Private landlords in London have been forced to drop rents by up to 15% following a significant increase in the number of empty properties on the market, according to Chestertons.
With fewer corporate relocations and overseas students looking for accommodation, as well as a growing number of people concerned about job security, the letting agency reports that there has been a sharp drop in tenant demand.
Chestertons says that the number of rental properties available in the capital is up by about 63% year-on-year, meaning that tenants have a much wider choice than before.
Richard Davies, Chestertons’ head of lettings, said: “We are now coming into the busiest time of year for rentals in London.
"However, we have seen a rapid switch from a landlords’ market to a tenants’ market and landlords are now having to discount their properties by 10% to 15% in order to secure a tenant, or risk facing a long void period with no rental income.”
Chestertons’ own figures show that although there are a lot of tenants looking at properties – with 52% more enquiries and 25% viewings, many of which are still virtual, than the same time last year.

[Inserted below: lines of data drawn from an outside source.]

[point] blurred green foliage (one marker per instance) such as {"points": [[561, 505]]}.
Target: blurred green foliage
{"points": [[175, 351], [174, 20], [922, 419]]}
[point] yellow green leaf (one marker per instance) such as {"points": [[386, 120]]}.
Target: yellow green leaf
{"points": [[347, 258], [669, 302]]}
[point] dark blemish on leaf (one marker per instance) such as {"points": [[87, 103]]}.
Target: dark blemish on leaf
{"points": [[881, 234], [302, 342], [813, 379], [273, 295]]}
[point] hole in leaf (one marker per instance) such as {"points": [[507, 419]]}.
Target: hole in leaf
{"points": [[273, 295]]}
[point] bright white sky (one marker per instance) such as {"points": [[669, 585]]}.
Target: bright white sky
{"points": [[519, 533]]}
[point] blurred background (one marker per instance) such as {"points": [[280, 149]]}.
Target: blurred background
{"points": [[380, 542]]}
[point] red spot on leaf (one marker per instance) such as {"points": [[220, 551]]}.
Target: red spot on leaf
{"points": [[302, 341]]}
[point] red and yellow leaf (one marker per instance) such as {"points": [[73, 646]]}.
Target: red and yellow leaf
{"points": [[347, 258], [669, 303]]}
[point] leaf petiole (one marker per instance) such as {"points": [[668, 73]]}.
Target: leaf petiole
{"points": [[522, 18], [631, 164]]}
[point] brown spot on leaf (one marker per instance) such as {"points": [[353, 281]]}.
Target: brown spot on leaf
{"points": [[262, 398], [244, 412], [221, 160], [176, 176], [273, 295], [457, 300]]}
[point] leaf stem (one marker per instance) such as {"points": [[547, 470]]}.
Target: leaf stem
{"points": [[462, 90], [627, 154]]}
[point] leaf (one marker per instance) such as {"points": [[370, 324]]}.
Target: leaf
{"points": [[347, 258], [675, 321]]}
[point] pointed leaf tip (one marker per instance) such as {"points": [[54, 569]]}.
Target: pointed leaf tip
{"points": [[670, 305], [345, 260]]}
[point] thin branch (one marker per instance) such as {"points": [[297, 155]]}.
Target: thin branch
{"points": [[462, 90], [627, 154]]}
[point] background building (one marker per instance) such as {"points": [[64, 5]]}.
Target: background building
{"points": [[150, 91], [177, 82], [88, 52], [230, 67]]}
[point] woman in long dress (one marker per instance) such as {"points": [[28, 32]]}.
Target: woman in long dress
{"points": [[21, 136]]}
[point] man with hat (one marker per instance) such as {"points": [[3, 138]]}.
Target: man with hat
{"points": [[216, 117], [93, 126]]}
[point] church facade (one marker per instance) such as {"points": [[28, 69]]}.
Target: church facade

The number of tenancies being agreed is down 27% as tenants have become increasingly selective and only willing to take a property if they believe it represents good value.
Davies added: “The market is still incredibly busy and there are a lot of excellent tenants out there prepared to move quickly, so this is far from an Armageddon situation, but the way things are currently playing out mean that tenants are generally able to secure a better deal than they currently have and landlords are needing to drop their rents accordingly to ensure their property remains competitively priced.”